The denatured and renatured states of bacteriorhodopsin have been studied in detergents and lipid/detergent mixtures by using ultraviolet and visible light absorption spectroscopy, fluorescence spectroscopy, and circular dichroism. Upon solubilization in sodium dodecyl sulfate, bacteriorhodopsin undergoes denaturation with partial loss of the secondary structure and loss of retinal binding ability. In contrast, delipidated bacteriorhodopsin retains its native structure in deoxycholate and undergoes denaturation only on photobleaching, which results in a partial loss of the secondary structure.

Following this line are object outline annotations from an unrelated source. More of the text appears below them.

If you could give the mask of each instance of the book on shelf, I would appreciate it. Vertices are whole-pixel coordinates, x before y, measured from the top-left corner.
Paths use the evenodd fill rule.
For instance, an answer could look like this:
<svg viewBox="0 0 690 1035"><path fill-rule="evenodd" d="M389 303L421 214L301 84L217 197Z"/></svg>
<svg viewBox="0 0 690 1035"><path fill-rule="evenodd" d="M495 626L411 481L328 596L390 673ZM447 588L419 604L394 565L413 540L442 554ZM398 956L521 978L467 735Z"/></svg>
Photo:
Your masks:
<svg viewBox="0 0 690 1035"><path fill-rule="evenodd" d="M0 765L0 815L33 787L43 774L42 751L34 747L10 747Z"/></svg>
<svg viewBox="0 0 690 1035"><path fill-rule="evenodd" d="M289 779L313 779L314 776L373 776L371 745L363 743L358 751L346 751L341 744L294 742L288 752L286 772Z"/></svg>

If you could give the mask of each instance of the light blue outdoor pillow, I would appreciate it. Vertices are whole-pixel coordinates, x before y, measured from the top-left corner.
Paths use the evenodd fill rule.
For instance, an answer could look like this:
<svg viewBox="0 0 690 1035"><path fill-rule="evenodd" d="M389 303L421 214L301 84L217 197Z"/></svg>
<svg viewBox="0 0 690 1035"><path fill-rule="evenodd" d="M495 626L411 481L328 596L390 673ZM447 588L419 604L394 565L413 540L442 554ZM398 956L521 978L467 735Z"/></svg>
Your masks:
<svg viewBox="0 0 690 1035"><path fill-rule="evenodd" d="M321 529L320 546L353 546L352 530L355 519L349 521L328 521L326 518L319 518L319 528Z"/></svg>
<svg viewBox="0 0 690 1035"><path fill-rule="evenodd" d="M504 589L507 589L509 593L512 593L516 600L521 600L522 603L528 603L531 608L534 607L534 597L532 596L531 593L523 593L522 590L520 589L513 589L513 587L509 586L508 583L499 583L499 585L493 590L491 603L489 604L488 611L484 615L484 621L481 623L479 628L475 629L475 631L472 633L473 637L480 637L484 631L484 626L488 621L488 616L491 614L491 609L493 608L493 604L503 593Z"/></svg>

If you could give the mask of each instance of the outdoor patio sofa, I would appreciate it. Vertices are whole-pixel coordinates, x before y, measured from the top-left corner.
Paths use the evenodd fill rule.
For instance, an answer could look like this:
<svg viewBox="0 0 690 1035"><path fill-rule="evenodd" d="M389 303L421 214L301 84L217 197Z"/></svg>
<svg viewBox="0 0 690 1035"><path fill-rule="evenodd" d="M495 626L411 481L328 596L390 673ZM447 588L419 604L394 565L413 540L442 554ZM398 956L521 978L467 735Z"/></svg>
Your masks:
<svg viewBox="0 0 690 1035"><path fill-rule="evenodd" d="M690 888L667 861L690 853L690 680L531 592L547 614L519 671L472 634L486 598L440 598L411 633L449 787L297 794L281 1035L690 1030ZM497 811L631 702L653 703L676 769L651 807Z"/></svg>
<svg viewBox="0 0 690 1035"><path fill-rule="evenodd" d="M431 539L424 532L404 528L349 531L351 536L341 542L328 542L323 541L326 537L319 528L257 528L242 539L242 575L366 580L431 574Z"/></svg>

Native secondary structure spontaneously reforms upon addition of phospholipid/cholate mixtures to bacterio-opsin denatured in sodium dodecyl sulfate. Upon subsequent addition of retinal, up to 95% of the native chromophore (lambdamax = 550-560 nm) is restored. Renaturation also restores the characteristics of light and dark adaptation and tight retinal binding (Kb greater than 10(7) M-1). Renaturation of delipidated bacteriorhodopsin denatured in sodium dodecyl sulfate also occurs without phospholipid upon the addition of retinal and Triton X-100 or octyl glucoside. The equilibrium between monomeric and oligomeric states of bacteriorhodopsin has been studied by circular dichroism and fluorescence quenching. Bacteriorhodopsin renatured with Triton X-100 or phospholipid/cholate is monomeric. However, removal of the detergents from renatured protein under specific conditions results in formation of an oligomer in which quaternary interactions are regenerated. The application of fluorescence quenching to the determination of oligomeric size in intrinsic membrane proteins is discussed.